Per le forze israeliane (Idf) “qualsiasi informazione arrivi da un’organizzazione terroristica va considerata con cautela”. Il 25 ottobre il presidente americano Joe Biden ha detto di essere “sicuro che innocenti siano stati uccisi” nei raid israeliani a Gaza, ma di “non avere fiducia nei numeri che i palestinesi stanno dando” per quanto riguarda le vittime. Sulle vittime civili, ha detto ieri il portavoce del Pentagono Pat Ryder, “sappiamo che i numeri sono nell’ordine delle migliaia”. Mentre il vice portavoce del Dipartimento di Stato, Vedant Patel, ha ribadito che i dati del ministero della Salute di Gaza non possono considerarsi certi in modo assoluto perché “si tratta di un ministero gestito da Hamas” che – ha affermato – ha “una storia di cifre gonfiate e non accurate sulle vittime”. C’è anche l’altro fronte. La Cisgiordania. Qui dal 7 ottobre, secondo dati del ministero della Salute palestinese riportati stamani dall’agenzia Wafa, sono 163 i morti, con accuse agli israeliani per la loro uccisione.
Passato un mese, secondo l’Unrwa (l’Agenzia Onu per i rifugiati palestinesi), a Gaza è in atto una “tragedia umanitaria di dimensioni colossali”. Sfollato il 70% della popolazione di Gaza, riferisce l’Agenzia sul social X dopo aver denunciato l’uccisione di 88 persone del suo staff dal 7 ottobre. E’ “una lotta quotidiana per trovare pane e acqua” in “condizioni di vita disumane per quasi 1,5 milioni di persone” con i civili vittime di “sfollamenti forzati e di una punizione collettiva”. Da giorni, e anche oggi, i militari israeliani ‘invitano’ i palestinesi a lasciare le zone settentrionali della Striscia di Gaza per spostarsi nelle aree meridionali dell’enclave palestinese, che comunque non vengono risparmiate dai bombardamenti.

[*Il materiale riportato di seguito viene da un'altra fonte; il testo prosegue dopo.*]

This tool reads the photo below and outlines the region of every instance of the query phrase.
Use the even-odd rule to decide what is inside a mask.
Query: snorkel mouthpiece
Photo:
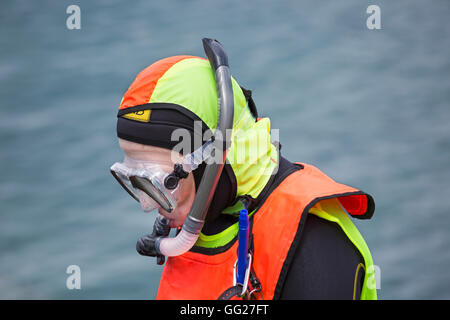
[[[155,241],[147,241],[154,248],[146,250],[144,255],[178,256],[194,246],[205,223],[206,214],[225,165],[227,149],[231,144],[231,141],[227,140],[228,135],[225,134],[227,129],[233,128],[234,116],[234,96],[228,57],[219,41],[208,38],[202,41],[208,60],[215,71],[219,96],[217,126],[212,143],[216,151],[222,151],[221,161],[207,164],[194,203],[180,233],[174,238],[164,236],[155,238]],[[138,252],[141,253],[139,250]],[[156,254],[146,254],[150,252]]]
[[[170,232],[169,220],[162,215],[158,215],[153,225],[153,233],[140,238],[136,243],[136,251],[143,256],[157,257],[157,264],[164,264],[165,257],[157,249],[159,239],[167,237]]]

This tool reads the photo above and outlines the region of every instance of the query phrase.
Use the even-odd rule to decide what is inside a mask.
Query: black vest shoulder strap
[[[253,101],[252,98],[252,90],[245,89],[244,87],[241,87],[242,93],[244,93],[245,100],[247,100],[248,108],[250,109],[250,112],[252,113],[253,117],[255,119],[258,118],[258,110],[256,110],[255,101]]]

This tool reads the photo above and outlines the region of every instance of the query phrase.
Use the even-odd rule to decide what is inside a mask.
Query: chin
[[[169,224],[169,226],[171,228],[178,228],[178,227],[181,227],[182,225],[183,224],[181,222],[175,221],[175,220],[170,220],[170,224]]]
[[[186,216],[182,219],[180,219],[180,213],[176,210],[174,212],[168,213],[167,211],[160,209],[158,210],[159,214],[164,216],[165,218],[169,219],[170,223],[169,226],[171,228],[178,228],[181,227],[184,223],[184,220],[186,219]]]

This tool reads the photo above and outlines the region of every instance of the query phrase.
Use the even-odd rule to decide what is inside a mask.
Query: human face
[[[177,161],[181,161],[182,156],[175,151],[147,146],[140,143],[131,142],[119,138],[119,145],[128,158],[138,161],[152,161],[157,162],[163,168],[167,169],[167,173],[173,171],[173,166]],[[195,183],[192,172],[188,177],[179,181],[179,192],[177,195],[177,205],[172,212],[167,212],[162,208],[158,208],[158,212],[169,219],[170,227],[181,227],[186,219],[186,216],[191,209],[195,198]],[[142,206],[142,204],[141,204]]]

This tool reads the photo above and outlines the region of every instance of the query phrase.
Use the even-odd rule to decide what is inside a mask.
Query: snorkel
[[[211,139],[213,151],[220,152],[220,160],[206,164],[205,172],[201,178],[194,202],[181,228],[175,237],[168,236],[167,219],[158,216],[155,221],[153,233],[138,240],[136,250],[147,256],[158,257],[158,264],[163,263],[163,256],[178,256],[190,250],[197,241],[200,231],[205,223],[211,200],[223,171],[227,150],[231,144],[227,140],[227,129],[233,128],[234,96],[231,83],[231,74],[228,57],[220,42],[214,39],[202,39],[203,47],[215,71],[218,92],[217,126]]]

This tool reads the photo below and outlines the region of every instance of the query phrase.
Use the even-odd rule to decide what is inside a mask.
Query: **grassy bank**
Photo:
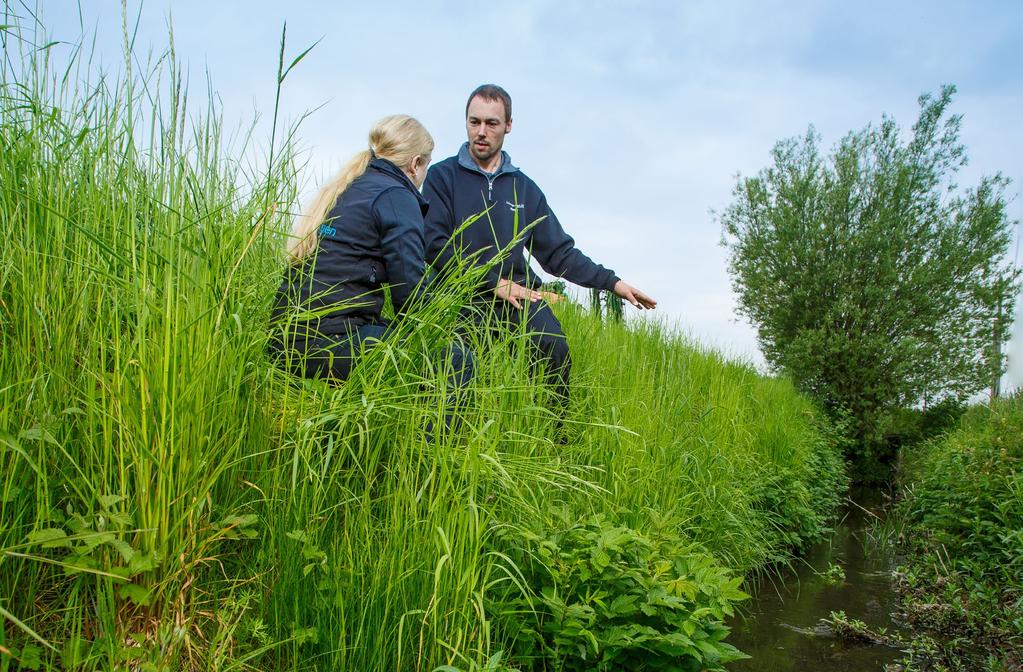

Per le Nazioni Unite a Gaza servirebbero 100 camion di aiuti umanitari al giorno. Secondo la Mezzaluna rossa palestinese, ogni giorno nella Striscia sono arrivati in media 33 camion di aiuti da quando è stato riaperto il valico di Rafah, al confine con l’Egitto. In totale, stando all’aggiornamento diffuso ieri sera, da qui sono passati 569 camion di aiuti dal 21 ottobre.
Anche in Israele centinaia di migliaia di persone sono state costrette a lasciare le proprie case nelle aree vicine alla barriera con la Striscia di Gaza e al confine con il Libano. Il 22 ottobre, dopo che il 15 era iniziato lo sgombero della città di Sderot (a ridosso della Striscia), il Times of Israel scriveva di circa 200.000 israeliani sfollati. Così il conflitto va ormai avanti da più di un mese, dopo quello che è stato descritto come l’11 settembre degli israeliani, invitati da Biden a non fare “errori” per la “rabbia”.